The global switch will enable it for all apps by default underneath the hephy-router. If a user wants to disable it for certain apps that are using another loadbalancer, then the user can opt-in to add an annotation to the application service and disable them for each specific app that does not need the header underneath the hephy-router.
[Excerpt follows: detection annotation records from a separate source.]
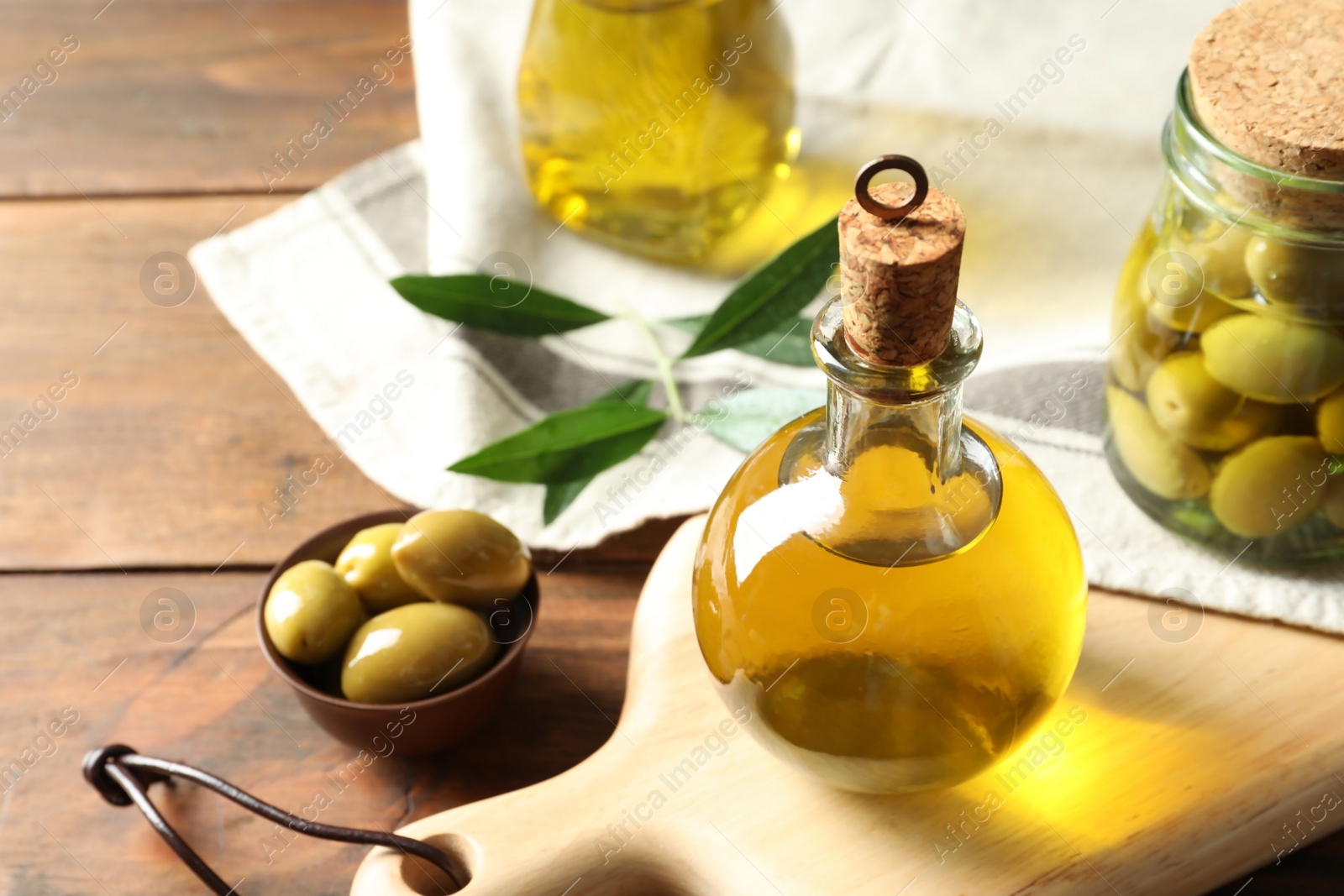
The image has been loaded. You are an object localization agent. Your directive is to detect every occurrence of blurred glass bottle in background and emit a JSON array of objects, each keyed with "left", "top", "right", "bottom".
[{"left": 519, "top": 0, "right": 798, "bottom": 262}]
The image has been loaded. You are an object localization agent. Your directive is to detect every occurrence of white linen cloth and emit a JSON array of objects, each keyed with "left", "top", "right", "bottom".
[{"left": 191, "top": 0, "right": 1344, "bottom": 631}]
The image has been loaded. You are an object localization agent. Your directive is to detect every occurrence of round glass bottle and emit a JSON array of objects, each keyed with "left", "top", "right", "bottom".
[
  {"left": 692, "top": 163, "right": 1087, "bottom": 793},
  {"left": 1106, "top": 71, "right": 1344, "bottom": 565},
  {"left": 517, "top": 0, "right": 798, "bottom": 262}
]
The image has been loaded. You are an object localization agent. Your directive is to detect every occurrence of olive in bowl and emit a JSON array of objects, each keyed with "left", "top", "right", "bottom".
[
  {"left": 391, "top": 511, "right": 533, "bottom": 607},
  {"left": 257, "top": 509, "right": 539, "bottom": 757}
]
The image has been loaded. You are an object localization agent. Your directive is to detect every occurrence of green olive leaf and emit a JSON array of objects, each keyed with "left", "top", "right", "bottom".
[
  {"left": 681, "top": 217, "right": 840, "bottom": 358},
  {"left": 391, "top": 274, "right": 609, "bottom": 336},
  {"left": 448, "top": 389, "right": 668, "bottom": 485},
  {"left": 659, "top": 314, "right": 817, "bottom": 367},
  {"left": 542, "top": 380, "right": 654, "bottom": 525},
  {"left": 542, "top": 475, "right": 593, "bottom": 525},
  {"left": 690, "top": 385, "right": 827, "bottom": 454}
]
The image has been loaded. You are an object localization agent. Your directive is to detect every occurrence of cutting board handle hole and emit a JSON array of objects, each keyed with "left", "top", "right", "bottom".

It requires more configuration per app but this is a very custom setup so the extra configuration is warranted.

I am thinking for the names of the annotations to be:

Component	Resource Type	Annotation	Default Value
deis-router	deployment	router.deis.io/nginx.requestStartHeader	false
routable application	service	router.deis.io/disableRequestStartHeader	N/A*

• false if router.deis.io/nginx.requestStartHeader is true, but can be overwritten to false for all apps.

How does that sounds @felixbuenemann and @pdomagala ?

Will the X-Request-Start header be ever set to anything different from t=${msec}?

[pdomagala]

Sounds great to me! t=${msec} is perfect, NewRelic recommends the same value in their docs.

Thanks for fast response 👍

[felixbuenemann]

I would simplify the name to requestStart or requestStartHeader if the shorter version seems confusing, because the option that toggles X-Request-ID headers is simply called requestIDs.

[Cryptophobia]

Per the discussion above I have made the annotations simpler:

router.deis.io/nginx.requestStartHeader router.deis.io/disableRequestStartHeader

First one is set on global hephy-router annotations, the other is the application annotation to opt-out of the X-Request-Start header for each application if necessary.

[Cryptophobia]

Looks like we will be modifying the PR a bit:

So if appConfig.RequestStartHeader is nil, we use the value from routerConfig.RequestStartHeader, but if it is either true or false it overrides the routerConfig value. - @felixbuenemann

[Cryptophobia]

This can be tested with container cryptophobia/router:git-6016a3d.